You pay CGT on profit when you sell-
Capital Gains Tax or CGT is defined as the tax levied on a profit that an individual makes when they sell or dispose of an asset that has an increased value. Only the gain that you make from the selling is taxed in this case, not the entire amount of money. For instance, if you buy a property at a certain market value and sell it at a higher market value, the profit made from that purchase will come under the Capital Gains Tax purview. Even though the concept seems fairly convenient, there are a lot of calculations you need to keep in mind.
Apart from tax returns, reducing tax liability is also crucially important one of the reasons why accounting experts and tax advisors at Goodhams takes Capital Gains Tax filing assistance to a comprehensive level. From calculations for tax returns to helping you minimize both your current and future CGT liabilities- Goodhams can help make this process effortless for you.
Eligibility: Explaining Asset Disposal:
Capital Gains Tax is levied on any profits made from asset disposal, which means, you’ll be eligible for CGT if,
- You’re selling your asset at a higher amount than the original purchase
- Transferring the asset rights to someone else (even if its a gift)
- Exchanging the asset
- Claiming compensation in terms of insurance payout for the asset in case of loss or damage
Chargeable Assets
- An asset worth £6000 or more based on trusts
- An asset, such as personal property or real estate that you’ve put for to-let. The rent will be considered a profit if you have partial or complete ownership of the real estate.

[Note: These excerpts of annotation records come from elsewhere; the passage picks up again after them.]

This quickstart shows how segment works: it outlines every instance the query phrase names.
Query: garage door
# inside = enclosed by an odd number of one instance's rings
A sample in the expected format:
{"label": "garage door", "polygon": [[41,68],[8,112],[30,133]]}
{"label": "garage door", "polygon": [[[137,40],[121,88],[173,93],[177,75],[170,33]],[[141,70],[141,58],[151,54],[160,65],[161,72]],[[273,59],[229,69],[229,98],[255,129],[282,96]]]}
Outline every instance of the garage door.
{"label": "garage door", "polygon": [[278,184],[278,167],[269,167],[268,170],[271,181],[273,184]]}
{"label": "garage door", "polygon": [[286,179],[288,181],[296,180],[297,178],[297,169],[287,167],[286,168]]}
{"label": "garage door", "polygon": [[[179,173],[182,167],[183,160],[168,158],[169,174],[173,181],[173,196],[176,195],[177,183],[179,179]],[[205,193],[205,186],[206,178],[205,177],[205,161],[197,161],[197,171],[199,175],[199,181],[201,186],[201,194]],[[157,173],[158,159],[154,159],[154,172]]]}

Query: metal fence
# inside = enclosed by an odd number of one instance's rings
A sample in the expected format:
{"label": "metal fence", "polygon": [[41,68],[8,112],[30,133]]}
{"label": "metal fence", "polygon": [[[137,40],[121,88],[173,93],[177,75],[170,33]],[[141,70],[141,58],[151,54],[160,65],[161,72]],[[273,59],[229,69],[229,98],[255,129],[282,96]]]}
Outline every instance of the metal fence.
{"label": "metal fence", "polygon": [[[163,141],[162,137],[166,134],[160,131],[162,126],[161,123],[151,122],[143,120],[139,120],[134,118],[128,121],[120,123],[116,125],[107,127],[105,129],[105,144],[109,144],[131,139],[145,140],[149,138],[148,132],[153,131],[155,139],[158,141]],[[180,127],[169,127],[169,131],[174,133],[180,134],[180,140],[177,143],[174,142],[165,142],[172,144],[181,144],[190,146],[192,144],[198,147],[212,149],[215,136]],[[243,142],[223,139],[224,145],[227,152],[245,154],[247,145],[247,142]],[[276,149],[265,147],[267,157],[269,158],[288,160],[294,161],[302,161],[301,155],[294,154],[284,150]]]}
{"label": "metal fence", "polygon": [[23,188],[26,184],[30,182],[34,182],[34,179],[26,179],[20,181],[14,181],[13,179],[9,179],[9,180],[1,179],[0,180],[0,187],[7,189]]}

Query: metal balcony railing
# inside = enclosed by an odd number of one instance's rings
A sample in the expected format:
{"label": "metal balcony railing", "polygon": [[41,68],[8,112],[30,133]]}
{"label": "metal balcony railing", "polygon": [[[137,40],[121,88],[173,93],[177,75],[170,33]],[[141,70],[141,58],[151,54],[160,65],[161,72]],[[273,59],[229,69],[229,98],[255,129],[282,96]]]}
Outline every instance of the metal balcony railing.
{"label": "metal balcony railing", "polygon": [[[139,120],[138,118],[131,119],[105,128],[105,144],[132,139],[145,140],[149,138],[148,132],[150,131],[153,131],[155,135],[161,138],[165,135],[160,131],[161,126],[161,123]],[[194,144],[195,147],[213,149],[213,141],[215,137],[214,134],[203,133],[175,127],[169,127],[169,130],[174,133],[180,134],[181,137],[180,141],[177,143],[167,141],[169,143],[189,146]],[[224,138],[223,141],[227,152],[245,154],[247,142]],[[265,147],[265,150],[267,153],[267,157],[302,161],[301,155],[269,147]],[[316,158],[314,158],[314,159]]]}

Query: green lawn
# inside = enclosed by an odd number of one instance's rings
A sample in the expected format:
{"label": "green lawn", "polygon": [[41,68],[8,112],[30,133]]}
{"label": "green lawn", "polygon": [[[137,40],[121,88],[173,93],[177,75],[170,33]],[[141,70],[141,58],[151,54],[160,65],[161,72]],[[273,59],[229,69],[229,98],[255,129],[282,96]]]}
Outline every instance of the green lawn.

- An asset such as shares that are not in the PEP or ISA
- Assets pertaining to your business
- An asset that is in a joint venture. In case you have an asset with joint ownership, you’ll be charged CGT on the share of your gain from that joint asset.
Depending on your asset type, you can reduce your tax amount by claiming relief. We at Goodhams, have come across multiple individuals with business assets tied up in trading companies, partnerships, properties, and even abroad. To get the best tax break for your value-worthy assets, we have an excellent entourage of professional finance advisers who works with you to reduce your Capital Tax Gains pressure while ensuring all the legal compliances including hefty paperwork and documentation is in accordance to the tax authorities.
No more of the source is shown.